Treatment depends on several factors including the size and location of the tumor, the child’s age, and the spread of disease. AT/RT is a very aggressive cancer, and most patients receive multiple types of treatments. AT/RT treatment may include surgery, chemotherapy, and radiation. Treatment for AT/RT is often through a clinical trial.

  1. Surgery is used to both diagnose and treat AT/RT. If AT/RT is confirmed with a biopsy, the surgeon will remove as much of the tumor as possible. These tumors are often difficult to remove completely because of their location in the brain and how quickly they spread.

  2. Chemotherapy is often used along with surgery and/or radiation to treat AT/RT. Chemotherapy may systemic, regional, or intrathecal. High-dose chemotherapy with stem cell rescue is also used to treat this cancer.

  3. Radiation therapy is sometimes used in addition to other treatments. How radiation therapy is used depends on the age of the child, location of the tumor, and if it has spread.

    Radiation therapy uses beams of radiation, X-rays or protons, to shrink tumors and kill cancer cells. Radiation works by damaging the DNA inside cancer cells.

    Radiation therapy uses beams of radiation, X-rays or protons, to shrink tumors and kill cancer cells. Radiation works by damaging the DNA inside cancer cells.

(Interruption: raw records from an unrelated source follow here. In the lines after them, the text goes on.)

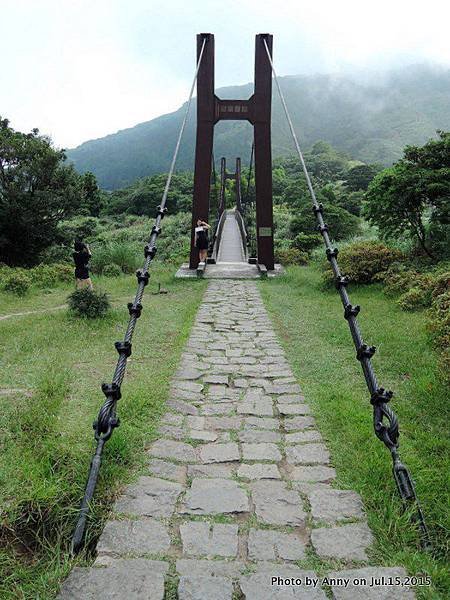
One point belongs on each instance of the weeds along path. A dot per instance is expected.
(238, 496)
(116, 302)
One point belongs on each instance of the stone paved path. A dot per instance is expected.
(239, 486)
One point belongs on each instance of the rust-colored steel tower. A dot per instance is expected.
(256, 110)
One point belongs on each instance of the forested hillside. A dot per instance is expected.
(372, 120)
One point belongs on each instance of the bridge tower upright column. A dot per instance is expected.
(263, 154)
(204, 138)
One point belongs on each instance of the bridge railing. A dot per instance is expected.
(217, 235)
(243, 231)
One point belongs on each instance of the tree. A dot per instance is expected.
(413, 196)
(37, 191)
(93, 198)
(358, 177)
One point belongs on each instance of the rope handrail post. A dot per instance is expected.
(107, 419)
(379, 396)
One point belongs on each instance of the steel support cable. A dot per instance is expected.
(107, 418)
(379, 397)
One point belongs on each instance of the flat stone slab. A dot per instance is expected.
(133, 537)
(273, 545)
(263, 451)
(300, 437)
(205, 588)
(150, 497)
(223, 423)
(167, 470)
(217, 453)
(173, 450)
(260, 585)
(348, 542)
(203, 436)
(373, 576)
(215, 496)
(298, 423)
(261, 423)
(253, 436)
(258, 471)
(182, 407)
(199, 539)
(133, 579)
(209, 568)
(211, 470)
(315, 473)
(293, 409)
(304, 454)
(276, 505)
(331, 505)
(255, 407)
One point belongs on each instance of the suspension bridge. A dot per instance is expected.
(240, 485)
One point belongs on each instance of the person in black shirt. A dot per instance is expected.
(201, 239)
(81, 258)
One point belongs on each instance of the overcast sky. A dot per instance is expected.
(80, 69)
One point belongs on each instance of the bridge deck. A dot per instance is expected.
(231, 250)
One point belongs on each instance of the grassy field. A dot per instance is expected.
(315, 335)
(51, 369)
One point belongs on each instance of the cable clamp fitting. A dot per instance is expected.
(318, 208)
(332, 253)
(123, 348)
(161, 212)
(143, 277)
(134, 309)
(111, 390)
(351, 311)
(381, 396)
(150, 251)
(365, 351)
(342, 281)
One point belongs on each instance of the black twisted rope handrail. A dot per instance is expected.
(107, 419)
(379, 397)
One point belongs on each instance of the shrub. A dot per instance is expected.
(341, 223)
(64, 272)
(439, 327)
(292, 256)
(88, 303)
(364, 261)
(112, 270)
(127, 256)
(17, 282)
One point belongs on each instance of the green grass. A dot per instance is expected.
(46, 431)
(317, 341)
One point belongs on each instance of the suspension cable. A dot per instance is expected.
(249, 173)
(379, 397)
(107, 419)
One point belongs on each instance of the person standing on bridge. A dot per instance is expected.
(201, 239)
(81, 258)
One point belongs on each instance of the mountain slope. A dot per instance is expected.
(372, 121)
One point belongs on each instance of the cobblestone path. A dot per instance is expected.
(239, 486)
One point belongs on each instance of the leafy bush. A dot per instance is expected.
(292, 256)
(17, 282)
(88, 303)
(363, 262)
(112, 270)
(341, 223)
(439, 327)
(127, 256)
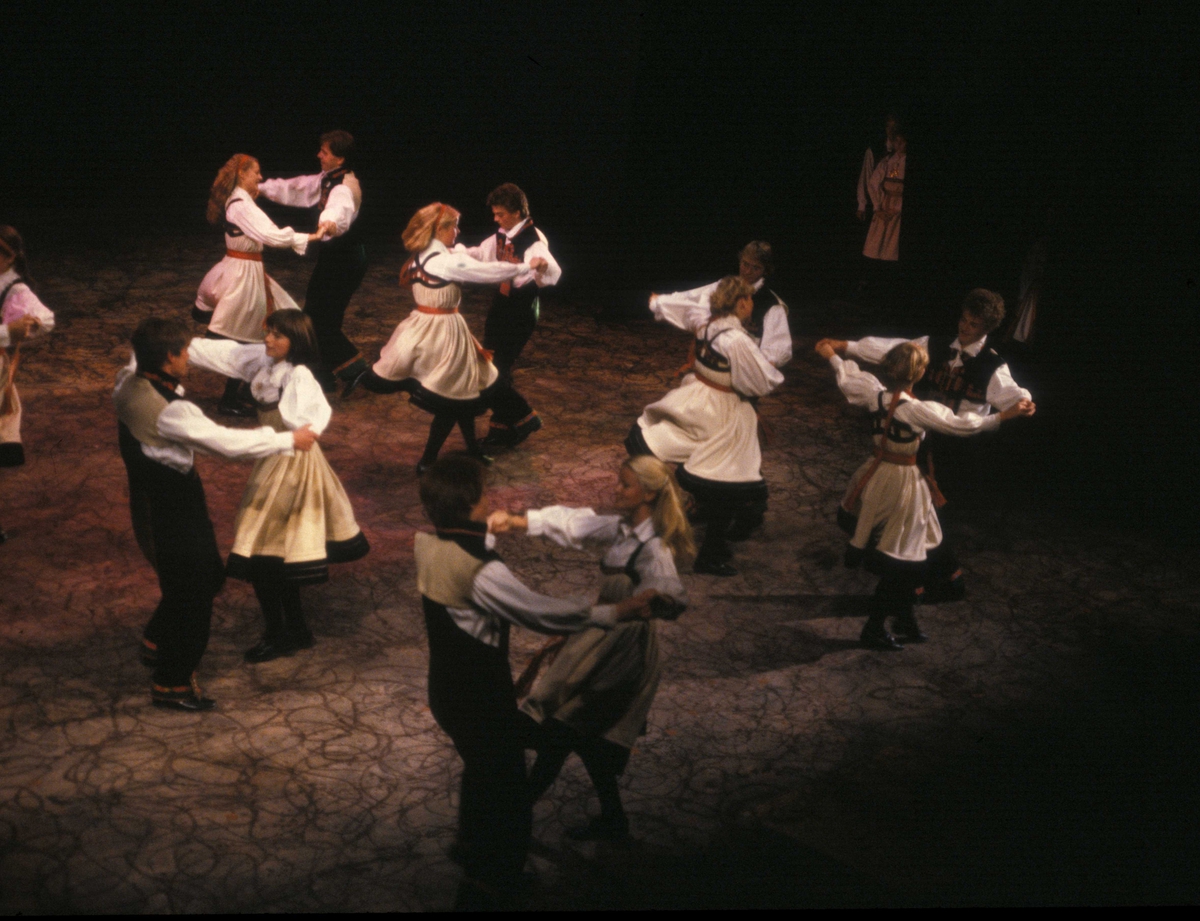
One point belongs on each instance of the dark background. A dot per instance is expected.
(654, 139)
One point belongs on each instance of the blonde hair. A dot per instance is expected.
(225, 184)
(729, 292)
(666, 510)
(905, 363)
(425, 224)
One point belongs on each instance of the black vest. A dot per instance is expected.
(953, 385)
(763, 300)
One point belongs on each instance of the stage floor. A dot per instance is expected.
(1038, 748)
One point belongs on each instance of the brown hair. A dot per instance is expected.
(298, 327)
(510, 198)
(225, 184)
(905, 365)
(729, 292)
(156, 338)
(988, 306)
(340, 142)
(12, 242)
(451, 488)
(425, 223)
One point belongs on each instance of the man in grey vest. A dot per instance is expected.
(159, 434)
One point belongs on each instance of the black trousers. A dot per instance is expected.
(473, 700)
(335, 278)
(171, 521)
(509, 325)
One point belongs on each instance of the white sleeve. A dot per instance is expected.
(541, 251)
(183, 421)
(936, 417)
(498, 591)
(873, 349)
(303, 402)
(657, 569)
(1003, 392)
(864, 178)
(259, 228)
(297, 192)
(777, 337)
(571, 527)
(687, 309)
(858, 386)
(226, 356)
(459, 266)
(339, 209)
(751, 374)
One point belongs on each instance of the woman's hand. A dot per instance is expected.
(304, 438)
(636, 607)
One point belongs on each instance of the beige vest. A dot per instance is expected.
(138, 405)
(444, 571)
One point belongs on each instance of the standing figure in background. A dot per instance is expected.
(708, 425)
(515, 309)
(295, 517)
(432, 354)
(159, 433)
(595, 696)
(238, 295)
(341, 257)
(22, 317)
(889, 505)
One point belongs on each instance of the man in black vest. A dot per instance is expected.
(514, 313)
(341, 257)
(964, 372)
(159, 433)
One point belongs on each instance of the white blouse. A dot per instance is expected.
(301, 402)
(574, 527)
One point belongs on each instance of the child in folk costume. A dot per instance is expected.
(295, 517)
(597, 693)
(471, 599)
(237, 295)
(432, 354)
(889, 505)
(708, 425)
(160, 433)
(22, 317)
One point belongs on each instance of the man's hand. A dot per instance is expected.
(636, 607)
(304, 438)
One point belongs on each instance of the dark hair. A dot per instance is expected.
(988, 306)
(16, 246)
(761, 252)
(510, 198)
(156, 338)
(340, 142)
(298, 327)
(451, 488)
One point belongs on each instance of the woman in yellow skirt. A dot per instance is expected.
(295, 517)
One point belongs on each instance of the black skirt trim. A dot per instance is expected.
(274, 569)
(12, 453)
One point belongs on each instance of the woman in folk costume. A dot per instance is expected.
(708, 425)
(594, 697)
(238, 295)
(295, 517)
(889, 509)
(22, 317)
(432, 354)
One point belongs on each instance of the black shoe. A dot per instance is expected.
(713, 567)
(526, 428)
(879, 638)
(603, 828)
(268, 649)
(190, 703)
(235, 408)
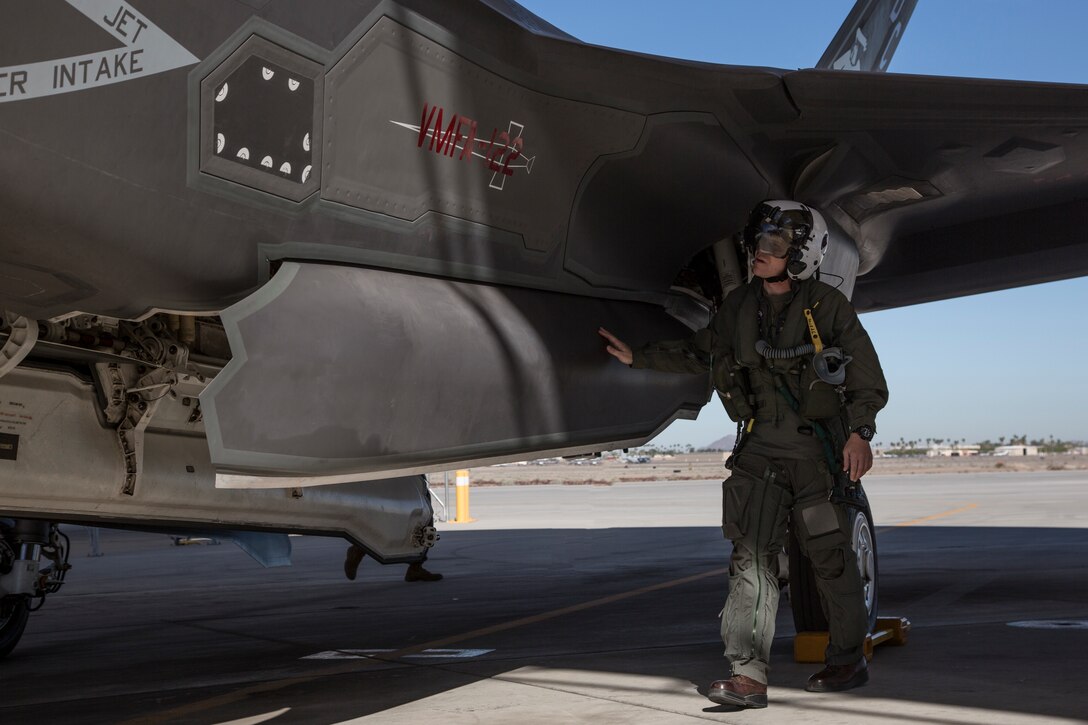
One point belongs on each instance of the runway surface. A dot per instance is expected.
(567, 604)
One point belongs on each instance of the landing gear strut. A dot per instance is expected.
(24, 582)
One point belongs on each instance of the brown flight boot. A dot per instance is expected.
(837, 678)
(417, 573)
(739, 690)
(351, 561)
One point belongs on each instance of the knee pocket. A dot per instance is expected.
(753, 507)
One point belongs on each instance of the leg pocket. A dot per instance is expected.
(736, 499)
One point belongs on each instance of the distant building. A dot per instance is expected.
(952, 451)
(1016, 451)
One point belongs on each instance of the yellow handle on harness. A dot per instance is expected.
(813, 332)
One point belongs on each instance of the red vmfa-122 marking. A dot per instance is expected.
(446, 138)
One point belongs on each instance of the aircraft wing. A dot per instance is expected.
(949, 186)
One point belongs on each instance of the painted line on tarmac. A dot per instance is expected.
(361, 665)
(930, 517)
(425, 654)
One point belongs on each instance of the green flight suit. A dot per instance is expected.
(781, 467)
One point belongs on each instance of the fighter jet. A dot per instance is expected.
(249, 248)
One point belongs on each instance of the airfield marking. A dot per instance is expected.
(360, 665)
(932, 516)
(425, 654)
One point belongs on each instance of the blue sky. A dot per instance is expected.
(1000, 364)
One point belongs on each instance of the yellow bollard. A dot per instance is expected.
(462, 499)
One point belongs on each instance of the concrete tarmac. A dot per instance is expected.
(567, 604)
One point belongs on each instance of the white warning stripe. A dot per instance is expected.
(425, 654)
(147, 50)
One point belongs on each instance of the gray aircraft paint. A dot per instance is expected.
(147, 50)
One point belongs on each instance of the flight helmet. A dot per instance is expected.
(788, 230)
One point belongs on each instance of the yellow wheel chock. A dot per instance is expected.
(810, 646)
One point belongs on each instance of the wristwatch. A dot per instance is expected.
(865, 432)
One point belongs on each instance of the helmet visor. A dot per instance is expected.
(773, 243)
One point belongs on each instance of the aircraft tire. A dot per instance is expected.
(804, 598)
(13, 616)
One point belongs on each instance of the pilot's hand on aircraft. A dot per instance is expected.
(856, 456)
(617, 347)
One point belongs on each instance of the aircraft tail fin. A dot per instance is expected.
(868, 37)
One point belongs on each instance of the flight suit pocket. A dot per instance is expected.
(736, 496)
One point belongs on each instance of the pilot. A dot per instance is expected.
(787, 383)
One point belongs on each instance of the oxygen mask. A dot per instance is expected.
(830, 365)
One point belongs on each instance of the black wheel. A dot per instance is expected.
(13, 616)
(804, 599)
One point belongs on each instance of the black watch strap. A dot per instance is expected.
(865, 432)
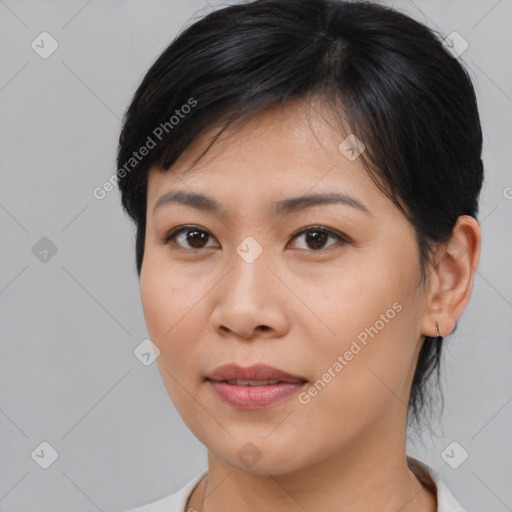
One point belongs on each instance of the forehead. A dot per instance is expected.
(283, 151)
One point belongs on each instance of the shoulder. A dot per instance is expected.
(431, 479)
(174, 502)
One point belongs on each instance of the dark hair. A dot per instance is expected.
(386, 75)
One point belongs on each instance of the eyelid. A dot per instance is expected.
(185, 227)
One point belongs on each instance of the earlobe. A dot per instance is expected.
(452, 279)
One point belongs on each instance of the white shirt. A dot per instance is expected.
(177, 501)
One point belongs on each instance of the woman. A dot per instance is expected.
(304, 177)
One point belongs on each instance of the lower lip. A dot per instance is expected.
(255, 397)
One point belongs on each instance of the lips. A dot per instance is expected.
(255, 375)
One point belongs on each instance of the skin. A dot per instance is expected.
(296, 307)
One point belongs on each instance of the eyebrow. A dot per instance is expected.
(282, 207)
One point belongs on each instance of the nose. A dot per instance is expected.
(250, 301)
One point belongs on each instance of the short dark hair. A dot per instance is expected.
(388, 76)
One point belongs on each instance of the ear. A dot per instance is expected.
(451, 281)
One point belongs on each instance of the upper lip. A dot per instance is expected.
(255, 372)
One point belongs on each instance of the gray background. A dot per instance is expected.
(70, 324)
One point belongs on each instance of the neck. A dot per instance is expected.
(367, 477)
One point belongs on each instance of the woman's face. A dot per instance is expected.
(345, 313)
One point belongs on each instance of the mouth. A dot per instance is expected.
(257, 387)
(256, 375)
(258, 383)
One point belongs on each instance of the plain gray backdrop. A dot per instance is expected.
(70, 310)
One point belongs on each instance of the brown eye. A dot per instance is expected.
(189, 237)
(316, 237)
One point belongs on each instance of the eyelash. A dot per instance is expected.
(181, 229)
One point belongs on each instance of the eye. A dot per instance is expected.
(317, 236)
(196, 237)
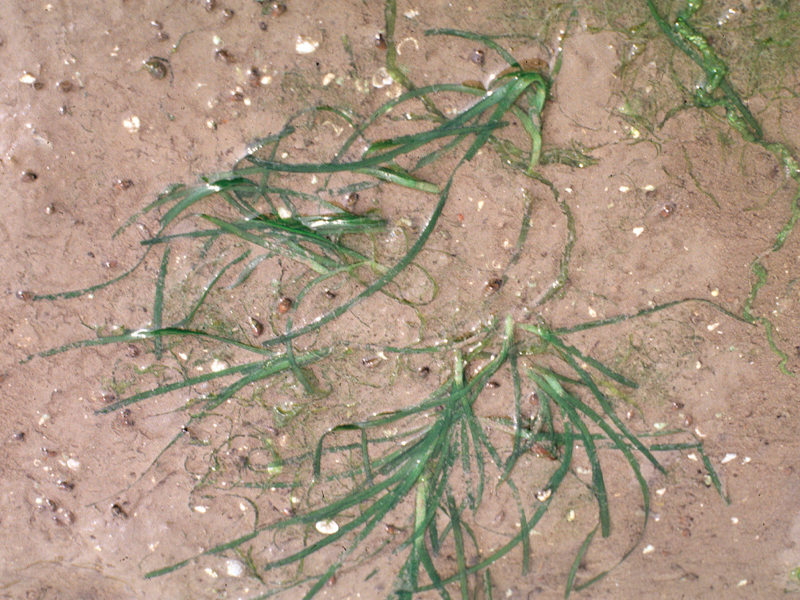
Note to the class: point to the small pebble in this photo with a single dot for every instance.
(225, 56)
(478, 57)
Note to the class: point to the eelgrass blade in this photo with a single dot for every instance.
(550, 387)
(552, 484)
(158, 304)
(171, 387)
(461, 563)
(207, 290)
(477, 37)
(576, 563)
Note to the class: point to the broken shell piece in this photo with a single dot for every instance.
(327, 527)
(382, 78)
(27, 78)
(234, 568)
(132, 124)
(305, 45)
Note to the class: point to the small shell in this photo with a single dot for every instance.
(276, 9)
(284, 305)
(157, 67)
(305, 45)
(478, 57)
(225, 56)
(234, 568)
(256, 327)
(327, 527)
(494, 284)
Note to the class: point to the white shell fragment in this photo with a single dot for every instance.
(234, 568)
(305, 45)
(327, 526)
(381, 78)
(132, 124)
(27, 78)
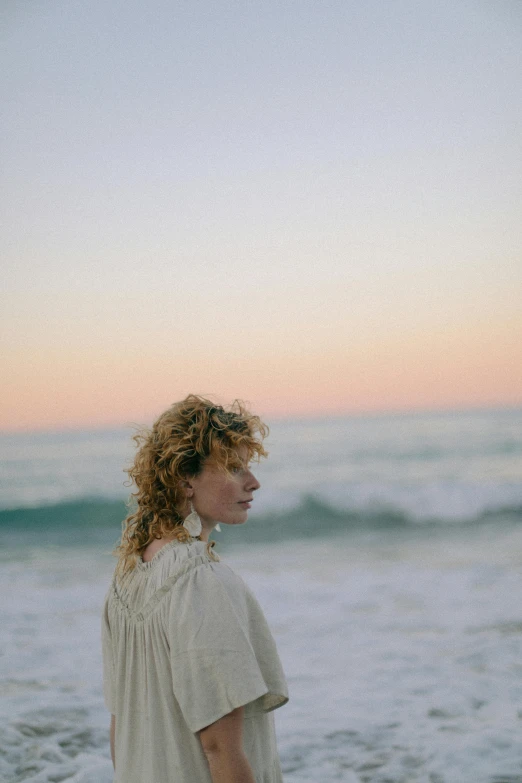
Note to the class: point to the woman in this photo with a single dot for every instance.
(191, 670)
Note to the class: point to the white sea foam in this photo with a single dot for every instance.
(402, 655)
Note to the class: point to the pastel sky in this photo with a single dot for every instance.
(313, 206)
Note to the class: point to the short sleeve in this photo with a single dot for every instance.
(108, 661)
(223, 655)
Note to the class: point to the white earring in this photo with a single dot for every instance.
(192, 523)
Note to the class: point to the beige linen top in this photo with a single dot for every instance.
(185, 642)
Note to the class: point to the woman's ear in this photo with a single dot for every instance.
(186, 484)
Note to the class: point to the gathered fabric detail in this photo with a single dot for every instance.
(154, 600)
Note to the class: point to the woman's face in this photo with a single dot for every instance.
(221, 498)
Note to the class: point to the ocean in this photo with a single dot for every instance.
(386, 551)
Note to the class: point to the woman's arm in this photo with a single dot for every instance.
(112, 734)
(222, 744)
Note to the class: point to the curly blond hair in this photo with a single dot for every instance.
(176, 447)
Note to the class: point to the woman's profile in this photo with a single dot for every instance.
(190, 668)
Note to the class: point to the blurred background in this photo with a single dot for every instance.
(316, 208)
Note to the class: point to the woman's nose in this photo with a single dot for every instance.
(252, 483)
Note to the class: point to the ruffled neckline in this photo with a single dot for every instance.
(145, 565)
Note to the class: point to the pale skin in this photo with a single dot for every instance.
(217, 498)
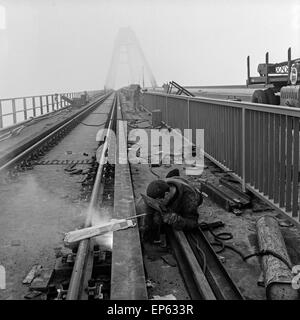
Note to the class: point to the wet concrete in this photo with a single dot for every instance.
(40, 205)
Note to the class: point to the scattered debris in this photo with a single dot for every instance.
(285, 223)
(70, 167)
(35, 271)
(150, 283)
(259, 206)
(41, 282)
(77, 171)
(15, 243)
(261, 280)
(168, 259)
(222, 259)
(237, 212)
(32, 294)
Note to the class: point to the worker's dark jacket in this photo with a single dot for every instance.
(184, 204)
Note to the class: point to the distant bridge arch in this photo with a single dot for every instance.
(127, 44)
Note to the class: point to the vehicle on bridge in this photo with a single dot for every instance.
(281, 79)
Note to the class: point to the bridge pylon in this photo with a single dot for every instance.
(127, 45)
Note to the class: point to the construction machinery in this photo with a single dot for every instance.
(279, 83)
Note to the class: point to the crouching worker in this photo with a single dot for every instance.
(173, 201)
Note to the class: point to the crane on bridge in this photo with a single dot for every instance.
(282, 80)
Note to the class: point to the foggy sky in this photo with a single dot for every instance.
(66, 45)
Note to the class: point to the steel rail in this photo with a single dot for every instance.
(38, 141)
(75, 285)
(216, 274)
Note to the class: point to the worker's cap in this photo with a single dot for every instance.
(157, 189)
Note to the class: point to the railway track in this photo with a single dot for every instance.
(90, 272)
(25, 155)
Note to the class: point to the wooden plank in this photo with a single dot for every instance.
(289, 140)
(197, 273)
(277, 274)
(127, 272)
(295, 168)
(86, 233)
(271, 158)
(276, 158)
(282, 161)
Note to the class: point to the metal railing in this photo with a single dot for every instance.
(254, 142)
(15, 110)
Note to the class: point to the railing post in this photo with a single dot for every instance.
(33, 107)
(25, 108)
(47, 103)
(243, 149)
(14, 111)
(167, 116)
(188, 124)
(267, 67)
(52, 101)
(1, 116)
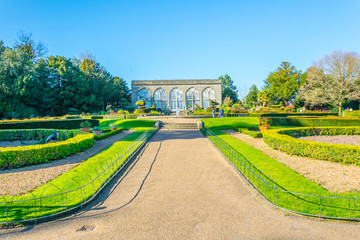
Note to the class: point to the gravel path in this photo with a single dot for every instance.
(335, 177)
(20, 180)
(339, 139)
(181, 187)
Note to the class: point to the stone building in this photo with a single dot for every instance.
(176, 94)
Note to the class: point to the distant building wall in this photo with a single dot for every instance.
(183, 85)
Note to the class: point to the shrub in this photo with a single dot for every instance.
(282, 139)
(85, 124)
(250, 133)
(35, 134)
(314, 122)
(52, 124)
(14, 157)
(108, 134)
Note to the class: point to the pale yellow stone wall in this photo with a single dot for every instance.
(183, 85)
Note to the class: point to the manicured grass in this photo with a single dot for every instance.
(127, 123)
(231, 122)
(30, 207)
(274, 174)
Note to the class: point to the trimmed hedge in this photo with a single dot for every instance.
(14, 157)
(290, 114)
(283, 139)
(35, 134)
(52, 124)
(314, 122)
(250, 132)
(108, 134)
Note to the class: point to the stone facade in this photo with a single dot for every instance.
(176, 94)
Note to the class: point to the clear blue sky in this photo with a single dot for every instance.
(140, 40)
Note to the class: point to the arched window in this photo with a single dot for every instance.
(176, 99)
(192, 98)
(160, 98)
(144, 95)
(208, 95)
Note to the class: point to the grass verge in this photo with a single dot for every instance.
(282, 186)
(74, 187)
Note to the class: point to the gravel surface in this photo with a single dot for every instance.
(21, 180)
(181, 187)
(339, 139)
(335, 177)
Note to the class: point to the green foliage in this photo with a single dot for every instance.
(31, 84)
(108, 134)
(314, 122)
(275, 174)
(227, 88)
(140, 103)
(251, 98)
(250, 133)
(52, 124)
(355, 113)
(85, 124)
(14, 157)
(284, 140)
(231, 123)
(69, 182)
(35, 134)
(128, 123)
(283, 84)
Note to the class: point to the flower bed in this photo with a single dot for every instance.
(286, 141)
(14, 157)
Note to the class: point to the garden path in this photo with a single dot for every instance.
(181, 187)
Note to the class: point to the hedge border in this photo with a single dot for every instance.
(249, 132)
(14, 157)
(52, 124)
(280, 139)
(108, 134)
(314, 122)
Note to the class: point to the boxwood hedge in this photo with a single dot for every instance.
(314, 122)
(284, 140)
(13, 157)
(52, 124)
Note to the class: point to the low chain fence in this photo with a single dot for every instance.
(333, 207)
(34, 207)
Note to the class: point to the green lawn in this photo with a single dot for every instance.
(276, 174)
(127, 123)
(70, 181)
(231, 122)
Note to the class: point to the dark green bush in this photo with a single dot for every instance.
(250, 132)
(314, 122)
(282, 139)
(35, 134)
(290, 114)
(108, 134)
(52, 124)
(14, 157)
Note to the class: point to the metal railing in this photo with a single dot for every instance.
(34, 208)
(333, 207)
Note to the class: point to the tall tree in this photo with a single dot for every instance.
(333, 79)
(227, 88)
(284, 83)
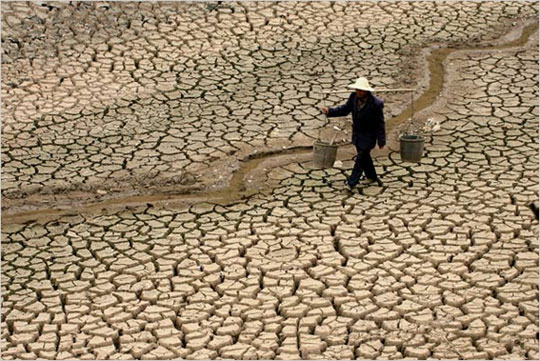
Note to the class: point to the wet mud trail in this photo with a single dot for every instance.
(255, 166)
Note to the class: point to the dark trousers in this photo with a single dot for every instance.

  4. Targeted therapies work by acting on, or targeting, specific features of tumor cells. Children with AT/RT may be eligible for ongoing clinical trials using targeted therapy. These therapies are used at the time of diagnosis or at recurrence. Targeted therapies being studied in AT/RT include alisertib and tazemetostat.

Steroid and anti-seizure medications may be needed to help manage symptoms. Incorporating palliative care and support services such as rehabilitation, psychology and social work can help patients and families manage symptoms, promote quality of life, and make care decisions. Additional support may be needed to address issues in learning, developmental milestones, and coping with cancer.

Life after AT/RT

Ongoing follow-up care, laboratory tests, and routine imaging are needed to monitor patients for recurrence or progression of disease. The care team will set a schedule based on response to treatment and individual patient needs.

AT/RT patients and family members should receive genetic testing and counseling. Children with a germline SMARCB1 or SMARCA4 changes have rhabdoid tumor predisposition syndrome, and they are at an increased risk of developing rhabdoid tumors. Patients with rhabdoid tumor predisposition syndrome need regular medical care and periodic ultrasound exams of the kidney to watch for kidney tumors.

Children treated for AT/RT should be monitored for adverse effects of treatment. Late effects may include neurocognitive and endocrine problems due to radiation. Chemotherapy and radiation therapy also increase risk for second cancers. Families should talk to their doctors about risks related to the specific treatments children received.

Supportive Care for Children with AT/RT

Especially for younger children, the prognosis for AT/RT is poor. Balancing quality of life with cancer-directed therapy is important. Families should talk to their care team about what problems to expect and ways to help manage them. Including palliative care or quality of life services can help families manage symptoms, navigate difficult conversations, and make decisions that align family wishes with goals of care.